Crypto ETFs in Crosshairs as SEC Targets Coinbase, Binance
Soaring digital currency funds, hopes for spot bitcoin may face roadblocks.
The Securities and Exchange Commission’s lawsuits against cryptocurrency exchanges Coinbase Global Inc. and Binance Holdings Ltd. may be a wrench in the works of what had been a soaring part of the exchange-traded fund industry, with rising fund prices and hopes for expanded crypto offerings.
The SEC Tuesday charged Coinbase, the largest U.S. crypto platform, with “operating as an unregistered securities exchange, broker, and clearing agency,” according to a statement. On Monday, the SEC filed 13 charges against Binance, the world’s largest crypto exchange, including operating unregistered exchanges, misrepresenting trading controls, and the unregistered offer and sale of securities.
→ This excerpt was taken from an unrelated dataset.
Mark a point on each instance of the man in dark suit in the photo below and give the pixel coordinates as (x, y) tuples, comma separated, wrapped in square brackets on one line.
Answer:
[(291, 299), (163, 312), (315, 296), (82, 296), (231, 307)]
The actions may add up to a difficult road ahead for ETF investors pinning their hopes bitcoin, ethereum and other cryptocurrencies. Crypto and blockchain ETFs have been among the best-performing funds recently: The Global X Blockchain ETF (BKCH) has more than doubled since the year began, while the First Trust SkyBridge Crypto Industry and Digital Economy ETF (CRPT) has added 60%. Prices of both rose Tuesday.
“We don’t need more digital currency,” SEC Chairman Gary Gensler said on CNBC Tuesday morning. “We already have digital currency. It’s called the U.S. dollar, it’s called the euro, it’s called the yen. They are all digital now. What’s the real underlying value of these tokens?”
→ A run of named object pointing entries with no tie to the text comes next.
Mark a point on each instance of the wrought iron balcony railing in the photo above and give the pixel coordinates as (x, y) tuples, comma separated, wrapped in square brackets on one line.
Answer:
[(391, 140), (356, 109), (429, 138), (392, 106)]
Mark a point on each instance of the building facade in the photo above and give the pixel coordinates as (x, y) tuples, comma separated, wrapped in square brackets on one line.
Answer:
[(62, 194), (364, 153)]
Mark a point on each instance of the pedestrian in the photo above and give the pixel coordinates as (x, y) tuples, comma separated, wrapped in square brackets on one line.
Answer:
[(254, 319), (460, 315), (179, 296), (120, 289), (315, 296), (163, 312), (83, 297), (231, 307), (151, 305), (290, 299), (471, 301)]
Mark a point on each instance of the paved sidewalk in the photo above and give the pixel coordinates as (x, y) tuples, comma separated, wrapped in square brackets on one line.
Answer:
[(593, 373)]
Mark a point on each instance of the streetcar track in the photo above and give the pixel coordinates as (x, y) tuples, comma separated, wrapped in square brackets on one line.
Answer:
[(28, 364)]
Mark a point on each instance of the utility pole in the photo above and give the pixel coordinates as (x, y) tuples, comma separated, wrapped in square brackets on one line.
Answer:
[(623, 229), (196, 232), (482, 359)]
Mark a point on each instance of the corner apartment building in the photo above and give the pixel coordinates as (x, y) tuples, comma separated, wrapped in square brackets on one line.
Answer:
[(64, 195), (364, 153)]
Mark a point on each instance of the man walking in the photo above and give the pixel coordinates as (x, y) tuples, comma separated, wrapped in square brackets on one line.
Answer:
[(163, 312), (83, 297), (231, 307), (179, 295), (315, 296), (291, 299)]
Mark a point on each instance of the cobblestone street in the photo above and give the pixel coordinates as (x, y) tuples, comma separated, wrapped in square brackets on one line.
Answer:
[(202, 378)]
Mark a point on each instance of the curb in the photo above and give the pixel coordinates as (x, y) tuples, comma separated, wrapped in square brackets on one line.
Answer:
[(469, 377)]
Both BKCH and CRPT include Coinbase among their largest holdings. Coinbase fell 13% in afternoon trading. According to etf.com data, Coinbase is held in 114 ETFs, and the ARK Innovation ETF (ARKK) holds the biggest stake among peers. ARKK has gained 32% this year and also gained Tuesday.
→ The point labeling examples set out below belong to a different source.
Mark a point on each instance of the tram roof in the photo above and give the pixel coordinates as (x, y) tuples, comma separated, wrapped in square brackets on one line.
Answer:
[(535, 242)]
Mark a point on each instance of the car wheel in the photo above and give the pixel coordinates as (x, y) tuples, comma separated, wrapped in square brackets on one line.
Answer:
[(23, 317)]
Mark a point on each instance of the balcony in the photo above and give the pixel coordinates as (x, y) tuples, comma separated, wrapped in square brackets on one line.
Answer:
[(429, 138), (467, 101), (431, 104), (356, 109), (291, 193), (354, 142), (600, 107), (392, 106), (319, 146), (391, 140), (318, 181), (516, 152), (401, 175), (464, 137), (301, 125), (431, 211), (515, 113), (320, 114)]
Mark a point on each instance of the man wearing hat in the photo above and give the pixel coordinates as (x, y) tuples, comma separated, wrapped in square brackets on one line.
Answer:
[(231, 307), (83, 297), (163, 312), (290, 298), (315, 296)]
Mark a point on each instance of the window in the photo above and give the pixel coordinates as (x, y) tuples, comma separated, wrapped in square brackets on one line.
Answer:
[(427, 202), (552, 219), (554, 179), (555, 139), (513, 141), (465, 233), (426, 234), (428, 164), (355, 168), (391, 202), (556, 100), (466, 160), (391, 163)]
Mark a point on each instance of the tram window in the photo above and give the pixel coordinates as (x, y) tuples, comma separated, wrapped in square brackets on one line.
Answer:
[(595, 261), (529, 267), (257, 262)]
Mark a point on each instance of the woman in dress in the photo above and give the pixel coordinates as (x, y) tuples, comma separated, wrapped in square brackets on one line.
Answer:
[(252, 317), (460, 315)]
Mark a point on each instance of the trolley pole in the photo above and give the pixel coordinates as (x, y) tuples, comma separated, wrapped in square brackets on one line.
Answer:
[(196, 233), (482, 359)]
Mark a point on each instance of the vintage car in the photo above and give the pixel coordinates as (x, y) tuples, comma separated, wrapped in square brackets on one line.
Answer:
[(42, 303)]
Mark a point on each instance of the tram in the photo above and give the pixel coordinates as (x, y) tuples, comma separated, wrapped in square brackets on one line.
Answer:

At the same time, firms are seeking permission to issue new bitcoin ETFs. Most notable has been Grayscale Investment’s effort to create the first spot bitcoin ETF, which has been blocked by the SEC.
At the heart of the regulatory scrutiny is an issue familiar to financial advisors, and now to the broader investment public: What is a “security?”
The SEC regulates that question, and determines which ones need to be registered so they can oversee them, like what happens with investment advisory firms: Some must register, and others may not be required to. In the case of crypto exchanges, and securities, the SEC is now putting its thumb down on that scale with greater force than ever.
Investors have been watching for further crypto regulatory actions since December’s SEC lawsuit against trading platform FTX and its now-infamous founder Sam Bankman-Fried.